The Wrangler User Interface of Cloud Data Fusion

Photo by Priscilla Du Preez on Unsplash

This Google product was briefly introduced in our previous blog post, Introduction to Cloud Data Fusion. In particular, it was explained the set-up, the cost structure, and the pipeline studio’s plugins elements. This blog post will focus more on introducing the Wrangler User Interface tool.

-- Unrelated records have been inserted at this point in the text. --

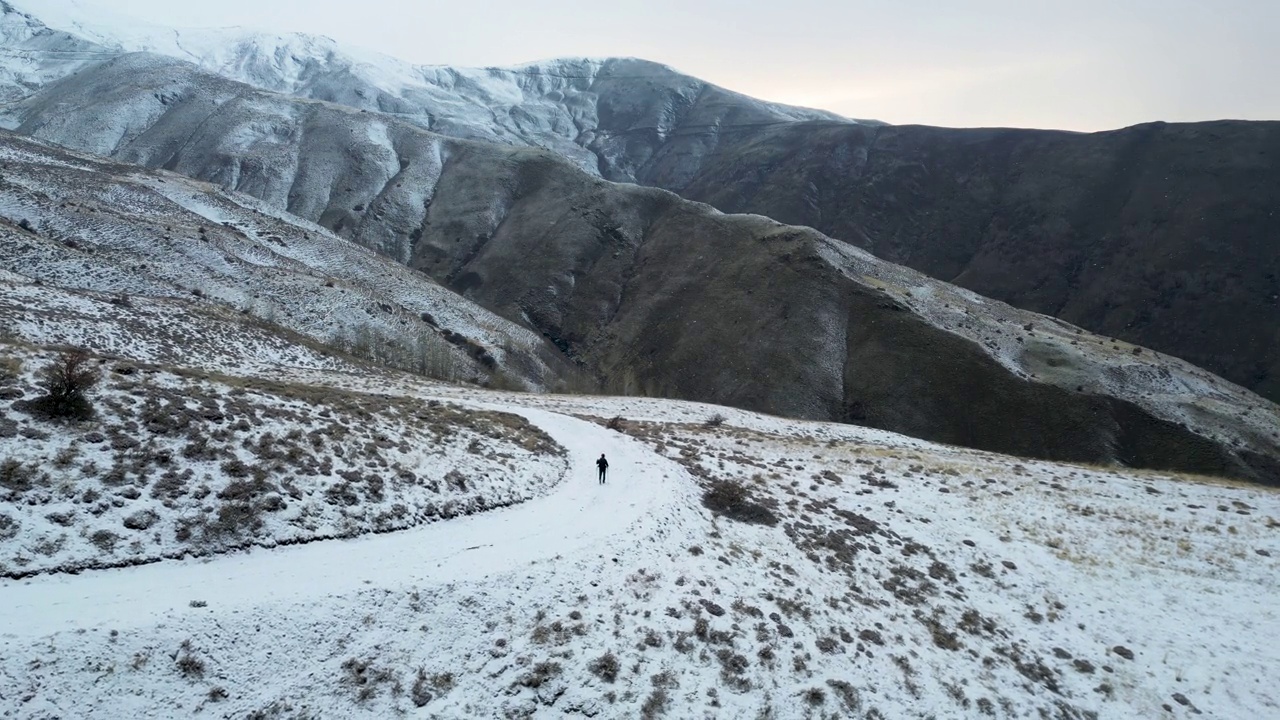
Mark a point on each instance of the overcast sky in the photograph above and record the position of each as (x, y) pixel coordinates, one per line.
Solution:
(1083, 64)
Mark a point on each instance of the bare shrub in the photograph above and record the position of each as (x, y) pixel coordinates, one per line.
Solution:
(540, 674)
(732, 500)
(191, 666)
(419, 693)
(604, 666)
(8, 528)
(65, 382)
(364, 678)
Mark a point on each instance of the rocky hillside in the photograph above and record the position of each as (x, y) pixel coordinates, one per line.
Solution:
(1162, 235)
(664, 296)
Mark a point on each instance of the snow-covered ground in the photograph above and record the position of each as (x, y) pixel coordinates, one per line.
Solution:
(735, 565)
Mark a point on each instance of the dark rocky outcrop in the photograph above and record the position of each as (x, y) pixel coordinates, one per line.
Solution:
(1164, 235)
(664, 296)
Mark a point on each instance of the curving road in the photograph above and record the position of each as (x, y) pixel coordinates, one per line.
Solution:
(577, 514)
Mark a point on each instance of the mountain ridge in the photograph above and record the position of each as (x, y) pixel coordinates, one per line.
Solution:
(607, 273)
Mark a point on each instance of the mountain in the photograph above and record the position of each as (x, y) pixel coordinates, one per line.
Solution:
(85, 223)
(284, 542)
(664, 296)
(618, 117)
(1161, 235)
(1157, 235)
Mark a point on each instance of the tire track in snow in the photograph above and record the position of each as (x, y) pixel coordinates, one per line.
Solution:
(576, 516)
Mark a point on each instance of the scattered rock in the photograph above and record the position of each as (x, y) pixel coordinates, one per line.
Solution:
(141, 520)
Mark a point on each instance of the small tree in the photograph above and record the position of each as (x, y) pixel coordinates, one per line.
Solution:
(65, 382)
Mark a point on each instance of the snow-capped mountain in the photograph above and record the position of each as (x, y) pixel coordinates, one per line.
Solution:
(616, 117)
(81, 223)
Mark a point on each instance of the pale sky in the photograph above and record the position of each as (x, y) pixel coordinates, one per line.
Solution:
(1083, 64)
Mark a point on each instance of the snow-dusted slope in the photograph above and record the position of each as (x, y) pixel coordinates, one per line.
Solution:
(85, 223)
(900, 579)
(615, 117)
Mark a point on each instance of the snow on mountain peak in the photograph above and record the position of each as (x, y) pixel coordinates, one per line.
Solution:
(600, 113)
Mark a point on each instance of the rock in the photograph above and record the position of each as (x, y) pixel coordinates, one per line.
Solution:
(141, 520)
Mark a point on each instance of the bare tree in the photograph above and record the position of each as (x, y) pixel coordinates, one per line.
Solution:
(65, 382)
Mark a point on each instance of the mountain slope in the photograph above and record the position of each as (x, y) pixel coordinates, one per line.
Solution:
(899, 578)
(670, 297)
(1161, 235)
(1156, 235)
(87, 223)
(616, 117)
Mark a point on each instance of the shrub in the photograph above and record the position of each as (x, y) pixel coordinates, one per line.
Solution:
(65, 382)
(731, 500)
(604, 666)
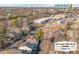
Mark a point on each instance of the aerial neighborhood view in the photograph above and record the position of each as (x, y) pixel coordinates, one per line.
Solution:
(39, 29)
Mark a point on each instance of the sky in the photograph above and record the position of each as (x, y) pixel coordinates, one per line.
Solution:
(31, 5)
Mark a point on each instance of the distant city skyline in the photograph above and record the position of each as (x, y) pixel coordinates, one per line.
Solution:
(32, 5)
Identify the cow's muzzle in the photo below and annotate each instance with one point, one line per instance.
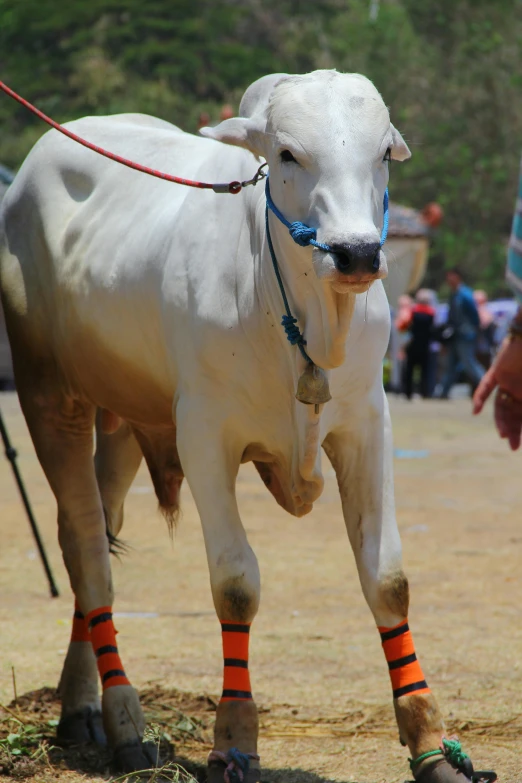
(358, 259)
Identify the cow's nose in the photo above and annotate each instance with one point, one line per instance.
(361, 258)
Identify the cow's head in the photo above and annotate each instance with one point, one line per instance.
(328, 140)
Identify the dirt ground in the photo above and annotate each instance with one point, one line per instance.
(317, 667)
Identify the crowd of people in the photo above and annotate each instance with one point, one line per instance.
(468, 340)
(436, 350)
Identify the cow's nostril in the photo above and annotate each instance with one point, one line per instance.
(343, 262)
(362, 258)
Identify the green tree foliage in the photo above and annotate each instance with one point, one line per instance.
(449, 70)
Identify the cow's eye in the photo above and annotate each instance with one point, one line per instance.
(287, 157)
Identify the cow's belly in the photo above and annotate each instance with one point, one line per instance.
(99, 373)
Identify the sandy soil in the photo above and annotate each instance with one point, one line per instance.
(317, 667)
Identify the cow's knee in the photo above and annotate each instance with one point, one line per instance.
(393, 594)
(235, 585)
(387, 595)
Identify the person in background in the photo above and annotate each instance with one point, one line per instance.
(487, 328)
(203, 119)
(464, 322)
(505, 374)
(402, 321)
(420, 329)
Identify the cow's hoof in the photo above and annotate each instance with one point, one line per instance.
(233, 767)
(81, 727)
(442, 771)
(216, 774)
(135, 756)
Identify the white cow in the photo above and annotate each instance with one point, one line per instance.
(157, 305)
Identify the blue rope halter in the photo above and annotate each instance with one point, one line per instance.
(303, 235)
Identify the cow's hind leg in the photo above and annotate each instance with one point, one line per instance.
(116, 460)
(362, 459)
(61, 426)
(210, 464)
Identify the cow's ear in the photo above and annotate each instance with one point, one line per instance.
(400, 150)
(240, 131)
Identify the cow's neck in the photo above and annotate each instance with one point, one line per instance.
(324, 316)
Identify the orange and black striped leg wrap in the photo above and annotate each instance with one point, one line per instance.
(236, 678)
(80, 629)
(103, 638)
(405, 670)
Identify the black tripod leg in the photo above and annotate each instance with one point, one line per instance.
(10, 453)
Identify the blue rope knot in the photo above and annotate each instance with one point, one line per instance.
(293, 334)
(301, 233)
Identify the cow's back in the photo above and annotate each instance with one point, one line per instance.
(88, 246)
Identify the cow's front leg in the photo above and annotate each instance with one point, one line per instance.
(117, 460)
(362, 459)
(210, 463)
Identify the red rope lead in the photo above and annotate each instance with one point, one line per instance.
(230, 187)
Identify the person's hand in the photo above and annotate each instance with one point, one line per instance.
(506, 374)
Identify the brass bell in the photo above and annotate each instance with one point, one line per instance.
(312, 387)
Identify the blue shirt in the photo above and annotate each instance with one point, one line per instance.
(514, 265)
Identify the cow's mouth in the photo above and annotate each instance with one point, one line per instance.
(356, 284)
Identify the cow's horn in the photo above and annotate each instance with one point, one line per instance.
(312, 387)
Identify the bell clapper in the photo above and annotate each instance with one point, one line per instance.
(312, 386)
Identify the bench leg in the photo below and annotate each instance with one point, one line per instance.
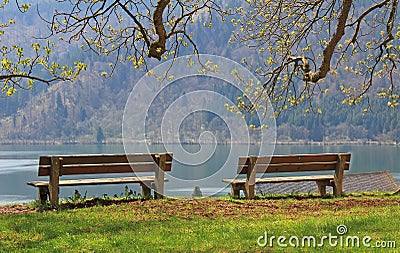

The Wrangler UI is a handy interface to clean, transform and prepare a dataset. With this tool, you can change a datatype, apply filters, correctly deal with null values, create new fields, etc. Furthermore, it also has an insights section where you can quickly visualise your data.

Wrangler UI — Data

This section will focus on explaining the step required to use the Wrangler UI and the capabilities of this tool. To use it you need to select Wrangler from the top Menu.

Wrangler Section

As a first step, you need to select a table inside a dataset from one of the available sources (i.e. BigQuery, Cloud Storage or another database source). A sample of 1000 rows will be loaded into the interface.

Available Sources

Here you will have the option to choose between Data (to transform the data) or Insights (to rapidly visualise the information), by selecting the right button inside the yellow box of the screenshot below.

On the right side of the Data section, you will see a list of available fields with the relative percentage of non-missing values in the sample (i.e. Completion, green box in the screenshot).

By clicking on the arrow at the left of a column name (i.e. red box), you can modify the data inside that column.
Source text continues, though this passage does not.